Ein letzter Gedanke zu den ECJ-Urteilen: Sie betreffen nicht nur Spieler, sondern auch die Zahlungsdienstleister selbst. Banken und Zahlungsabwickler achten zunehmend darauf, keine Transaktionen an nichtlizenzierte Glücksspielanbieter durchzuleiten. Seit der GlüStV-Regulierung 2021 sind Payment Blocking und Transaction Monitoring feste Bestandteile der Compliance-Strategie deutscher Banken. Die Giropay-Einstellung hat diese Entwicklung nicht ausgelöst, aber sie fällt in denselben Zeitraum — und zusammen ergibt sich ein Bild, in dem der regulierte Markt die klar bevorzugte Option ist.
Häufige Fragen zur Giropay-Einstellung
Wann genau hat Giropay den Betrieb eingestellt?
Giropay wurde am 31. Dezember 2024 abgeschaltet. Seit dem 1. Januar 2025 sind keine Transaktionen mehr möglich. Die Betreibergesellschaft Paydirekt GmbH wurde anschließend liquidiert und alle gespeicherten Nutzerdaten im April 2025 vollständig gelöscht.

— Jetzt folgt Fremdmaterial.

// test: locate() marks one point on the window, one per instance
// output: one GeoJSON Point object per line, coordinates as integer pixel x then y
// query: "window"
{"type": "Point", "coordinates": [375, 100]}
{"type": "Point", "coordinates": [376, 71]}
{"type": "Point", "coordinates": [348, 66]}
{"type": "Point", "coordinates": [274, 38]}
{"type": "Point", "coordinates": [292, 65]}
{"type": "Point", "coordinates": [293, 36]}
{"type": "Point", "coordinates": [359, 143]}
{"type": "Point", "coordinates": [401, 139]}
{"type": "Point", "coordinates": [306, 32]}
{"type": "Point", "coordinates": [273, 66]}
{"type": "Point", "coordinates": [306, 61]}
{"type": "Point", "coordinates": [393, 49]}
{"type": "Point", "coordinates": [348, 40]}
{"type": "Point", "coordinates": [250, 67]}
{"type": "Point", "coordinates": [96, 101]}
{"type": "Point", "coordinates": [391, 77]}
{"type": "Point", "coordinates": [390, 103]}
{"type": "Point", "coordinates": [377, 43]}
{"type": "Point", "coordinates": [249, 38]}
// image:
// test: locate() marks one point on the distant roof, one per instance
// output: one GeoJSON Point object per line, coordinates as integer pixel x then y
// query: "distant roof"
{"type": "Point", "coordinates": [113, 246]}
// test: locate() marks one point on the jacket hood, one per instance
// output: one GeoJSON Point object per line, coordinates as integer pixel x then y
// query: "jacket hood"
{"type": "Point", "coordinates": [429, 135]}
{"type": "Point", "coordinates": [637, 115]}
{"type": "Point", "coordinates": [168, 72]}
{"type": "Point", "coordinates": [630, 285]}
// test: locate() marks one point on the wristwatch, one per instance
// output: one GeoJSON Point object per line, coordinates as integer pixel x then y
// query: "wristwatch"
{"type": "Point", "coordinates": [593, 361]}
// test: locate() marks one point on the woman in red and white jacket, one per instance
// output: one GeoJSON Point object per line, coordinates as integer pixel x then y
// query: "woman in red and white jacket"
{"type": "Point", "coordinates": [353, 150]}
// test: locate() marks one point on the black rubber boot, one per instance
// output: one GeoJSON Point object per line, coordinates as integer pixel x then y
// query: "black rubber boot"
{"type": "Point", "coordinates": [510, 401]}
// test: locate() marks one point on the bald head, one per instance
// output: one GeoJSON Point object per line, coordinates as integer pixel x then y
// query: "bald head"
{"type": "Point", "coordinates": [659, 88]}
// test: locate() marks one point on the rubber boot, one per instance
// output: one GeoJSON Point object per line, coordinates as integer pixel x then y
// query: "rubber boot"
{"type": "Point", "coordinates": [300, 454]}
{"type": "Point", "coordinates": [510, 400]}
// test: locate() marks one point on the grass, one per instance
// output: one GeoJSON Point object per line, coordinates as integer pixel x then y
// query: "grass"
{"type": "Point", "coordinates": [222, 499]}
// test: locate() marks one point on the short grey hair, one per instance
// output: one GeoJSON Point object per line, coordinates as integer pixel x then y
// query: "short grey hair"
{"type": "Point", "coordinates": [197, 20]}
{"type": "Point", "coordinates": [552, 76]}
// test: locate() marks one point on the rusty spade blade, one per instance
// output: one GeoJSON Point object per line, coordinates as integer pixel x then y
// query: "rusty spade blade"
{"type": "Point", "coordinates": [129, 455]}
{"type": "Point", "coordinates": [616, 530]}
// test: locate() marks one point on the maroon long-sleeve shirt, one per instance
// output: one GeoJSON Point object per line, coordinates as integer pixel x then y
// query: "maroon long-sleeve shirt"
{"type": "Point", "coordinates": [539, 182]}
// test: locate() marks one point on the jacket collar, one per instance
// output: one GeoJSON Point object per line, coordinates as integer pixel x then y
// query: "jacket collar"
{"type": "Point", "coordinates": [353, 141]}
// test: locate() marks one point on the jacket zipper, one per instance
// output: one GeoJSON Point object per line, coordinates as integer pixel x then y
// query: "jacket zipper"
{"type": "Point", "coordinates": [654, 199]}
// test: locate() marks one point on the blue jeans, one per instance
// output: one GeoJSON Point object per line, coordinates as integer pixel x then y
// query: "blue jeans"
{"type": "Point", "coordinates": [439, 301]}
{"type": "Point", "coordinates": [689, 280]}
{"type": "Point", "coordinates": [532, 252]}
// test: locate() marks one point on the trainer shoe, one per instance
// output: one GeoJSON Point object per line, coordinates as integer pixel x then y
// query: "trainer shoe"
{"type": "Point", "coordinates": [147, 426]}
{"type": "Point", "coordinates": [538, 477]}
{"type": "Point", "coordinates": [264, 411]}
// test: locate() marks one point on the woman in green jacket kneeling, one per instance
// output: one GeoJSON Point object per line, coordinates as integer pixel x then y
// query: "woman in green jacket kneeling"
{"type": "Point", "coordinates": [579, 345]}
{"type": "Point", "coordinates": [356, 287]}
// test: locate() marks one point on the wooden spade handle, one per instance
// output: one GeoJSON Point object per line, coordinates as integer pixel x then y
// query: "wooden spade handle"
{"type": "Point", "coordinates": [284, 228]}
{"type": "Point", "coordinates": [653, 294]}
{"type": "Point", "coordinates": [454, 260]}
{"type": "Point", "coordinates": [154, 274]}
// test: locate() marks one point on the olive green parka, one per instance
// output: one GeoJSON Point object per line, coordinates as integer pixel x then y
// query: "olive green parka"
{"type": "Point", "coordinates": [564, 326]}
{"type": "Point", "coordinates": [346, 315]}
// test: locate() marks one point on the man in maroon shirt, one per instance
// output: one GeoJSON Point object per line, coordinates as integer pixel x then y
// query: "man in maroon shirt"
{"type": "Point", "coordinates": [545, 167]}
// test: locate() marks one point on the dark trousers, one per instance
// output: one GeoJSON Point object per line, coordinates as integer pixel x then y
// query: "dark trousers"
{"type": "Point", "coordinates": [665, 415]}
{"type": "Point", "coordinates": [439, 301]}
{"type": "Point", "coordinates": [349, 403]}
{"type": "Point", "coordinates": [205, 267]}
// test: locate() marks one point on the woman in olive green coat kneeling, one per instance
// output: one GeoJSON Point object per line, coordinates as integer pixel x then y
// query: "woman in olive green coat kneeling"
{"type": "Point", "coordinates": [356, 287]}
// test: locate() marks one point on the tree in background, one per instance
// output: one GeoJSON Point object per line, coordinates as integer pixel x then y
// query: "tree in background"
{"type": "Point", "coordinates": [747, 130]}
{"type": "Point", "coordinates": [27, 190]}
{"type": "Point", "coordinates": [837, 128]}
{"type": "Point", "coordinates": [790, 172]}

Was passiert mit meinen gespeicherten Giropay-Daten nach der Abschaltung?
Die Paydirekt GmbH hat sämtliche Nutzer- und Transaktionsdaten im April 2025 im Rahmen der DSGVO-konformen Löschpflichten vernichtet. Auskünfte über frühere Transaktionen kann nur noch die eigene Hausbank erteilen. Es lohnt sich, relevante Kontoauszüge frühzeitig zu sichern.
Kann ich laufende Casino-Boni noch nutzen, die über Giropay eingezahlt wurden?
In der Regel ja. Die meisten Anbieter halten Boni aktiv, auch wenn die ursprüngliche Einzahlungsmethode nicht mehr verfügbar ist. Entscheidend sind die AGB des jeweiligen Casinos. Eine Kontaktaufnahme mit dem Kundendienst schafft Klarheit, falls die Bonusbedingungen unklar formuliert sind.
Sind ECJ-Urteile zu Rückforderungen auch für Giropay-Einzahlungen relevant?
Ja. Das ECJ-Urteil vom April 2026 stärkt nationale Regulierungen und eröffnet die Möglichkeit, Verluste von nichtlizenzierten Anbietern zurückzufordern — unabhängig von der Zahlungsmethode. Wer über Giropay bei einem Anbieter ohne deutsche GGL-Lizenz eingezahlt hat, kann prüfen lassen, ob ein Rückforderungsanspruch besteht.